Primed by the doctor’s information, I thought I could give it a try. The people in the meeting seemed energetic. They read through a lot of stuff that I didn’t understand. Then a woman at the podium addressed the whole crowd and said, “I don’t know you, but I love you.” This is not any famous cornerstone of AA, but that was what broke through my shell. I was desperate for help, ashamed of myself, and all but certain I did not belong in that room; here was someone willing to say that she loved me just for being there.

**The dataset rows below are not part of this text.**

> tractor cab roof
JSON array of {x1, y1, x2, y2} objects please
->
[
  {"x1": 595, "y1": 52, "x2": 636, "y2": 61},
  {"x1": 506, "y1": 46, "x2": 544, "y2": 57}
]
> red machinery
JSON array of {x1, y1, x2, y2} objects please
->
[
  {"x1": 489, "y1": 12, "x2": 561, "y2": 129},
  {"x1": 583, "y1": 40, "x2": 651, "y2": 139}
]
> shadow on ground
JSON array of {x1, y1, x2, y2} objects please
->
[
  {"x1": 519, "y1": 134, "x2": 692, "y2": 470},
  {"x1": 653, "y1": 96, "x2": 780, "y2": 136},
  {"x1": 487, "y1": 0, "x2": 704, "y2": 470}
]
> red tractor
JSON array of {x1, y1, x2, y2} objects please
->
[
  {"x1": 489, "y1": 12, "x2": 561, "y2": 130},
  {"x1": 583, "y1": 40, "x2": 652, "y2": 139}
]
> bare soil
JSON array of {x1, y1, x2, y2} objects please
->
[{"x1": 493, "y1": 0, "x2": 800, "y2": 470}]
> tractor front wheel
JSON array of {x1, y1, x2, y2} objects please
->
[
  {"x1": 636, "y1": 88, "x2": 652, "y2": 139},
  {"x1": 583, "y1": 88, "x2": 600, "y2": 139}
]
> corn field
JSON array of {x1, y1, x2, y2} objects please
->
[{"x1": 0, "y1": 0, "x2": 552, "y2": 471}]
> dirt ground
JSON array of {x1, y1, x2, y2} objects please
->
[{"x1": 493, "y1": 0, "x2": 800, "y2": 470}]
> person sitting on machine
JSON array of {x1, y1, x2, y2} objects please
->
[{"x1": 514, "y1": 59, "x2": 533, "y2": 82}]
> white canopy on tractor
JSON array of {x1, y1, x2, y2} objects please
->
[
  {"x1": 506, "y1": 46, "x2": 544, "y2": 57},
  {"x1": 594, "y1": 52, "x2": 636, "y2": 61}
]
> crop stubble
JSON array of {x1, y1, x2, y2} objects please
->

Through that crack poured the light of recovery, though very, very slowly. I was extremely reluctant to embrace what I was told. Don’t mathematicians, with our pride in rigorous proof, always think that we know best? Over time, I’ve learned to listen for a match between the voice of my best inner self and the voice of the loving community of people in recovery. That combined wisdom leads me to discern my next right action, the most basic of which is not to pick up the next drink.
By grace (identified by Francis Su in his wonderful writings as “good things you didn’t earn or deserve, but you’re getting them anyway”), I’ve been sober since my first AA meeting. Relapse is very common and I don’t look down on people who experience it; my continuous sobriety is a reflection of the depth of my desperation when I finally was able to ask for help.

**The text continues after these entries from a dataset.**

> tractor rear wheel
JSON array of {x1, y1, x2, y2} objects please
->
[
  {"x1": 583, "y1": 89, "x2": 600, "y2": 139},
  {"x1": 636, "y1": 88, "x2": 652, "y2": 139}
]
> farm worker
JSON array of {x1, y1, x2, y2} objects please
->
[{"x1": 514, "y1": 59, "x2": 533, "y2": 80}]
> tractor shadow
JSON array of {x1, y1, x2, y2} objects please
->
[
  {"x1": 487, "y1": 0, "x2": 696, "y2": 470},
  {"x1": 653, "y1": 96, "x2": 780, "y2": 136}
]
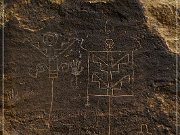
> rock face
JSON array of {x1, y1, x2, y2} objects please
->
[
  {"x1": 141, "y1": 0, "x2": 180, "y2": 53},
  {"x1": 1, "y1": 0, "x2": 179, "y2": 135}
]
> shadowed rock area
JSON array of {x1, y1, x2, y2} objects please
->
[{"x1": 1, "y1": 0, "x2": 179, "y2": 135}]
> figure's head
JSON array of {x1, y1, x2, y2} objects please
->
[
  {"x1": 43, "y1": 32, "x2": 58, "y2": 46},
  {"x1": 105, "y1": 39, "x2": 114, "y2": 50}
]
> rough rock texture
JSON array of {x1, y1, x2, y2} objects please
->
[
  {"x1": 0, "y1": 0, "x2": 180, "y2": 135},
  {"x1": 141, "y1": 0, "x2": 180, "y2": 53}
]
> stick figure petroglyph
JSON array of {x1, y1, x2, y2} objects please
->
[
  {"x1": 26, "y1": 32, "x2": 83, "y2": 128},
  {"x1": 70, "y1": 59, "x2": 84, "y2": 88}
]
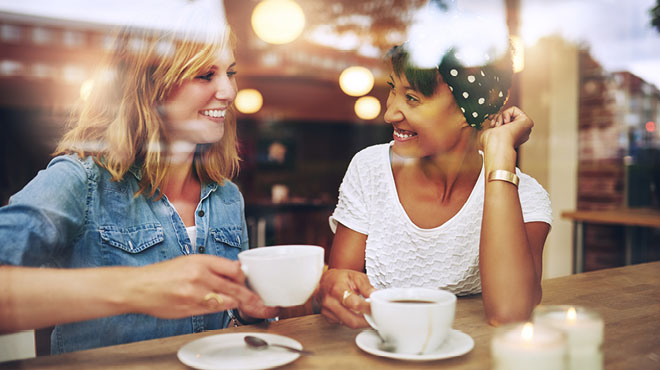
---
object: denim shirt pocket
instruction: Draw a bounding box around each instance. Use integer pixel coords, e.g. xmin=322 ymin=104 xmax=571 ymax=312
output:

What has all this to do with being a mathematician? For one thing, I would have been helped by a different mathematical education that was less about my talent and more about the things I did not understand. It seems to me that we invite young people into mathematics only when they measure up by the same old yardsticks of speed and innate comprehension. It seems to me that we reward people who chase after mathematics, the way I used to do, solely to show themselves powerful and bright. Can’t we encourage that student who’s good at explaining something to a friend; who thinks about ideas after the test is over; who enjoys drawing a picture to illustrate ideas? Rewarding innate talent set me up in a game I was destined to fail. I’m sad to think that others are being taught the same way.
My greatest gift in sobriety comes on the days when I feel what a friend taught me to call “right sized.” I am not puffed up by a paper that I’ve written nor driven to self-abasement by a mathematical error that I’ve made in public. I am not riding on an imaginary wave of brilliant accomplishment, nor led to wallow in suicidal ideation because I have not measured up. I am just me, one of many, participating in a mathematical community that more and more values the variety of our members. If you are having trouble with drugs or alcohol, please ask for help. Mathematics can become much, much more fun.
This story was written by Anonymous. Why do I write anonymously? In Alcoholics Anonymous, we say that “Anonymity is the spiritual foundation of all our traditions, ever reminding us to place principles before personalities.” In order to maintain my own practice of this simple program, it is better if I do not step forward as myself, but rather as one of many whose stories are like my own. This story is not really about me, but about the help available to anyone who, like me, has experienced “incomprehensible demoralization” from drugs or alcohol.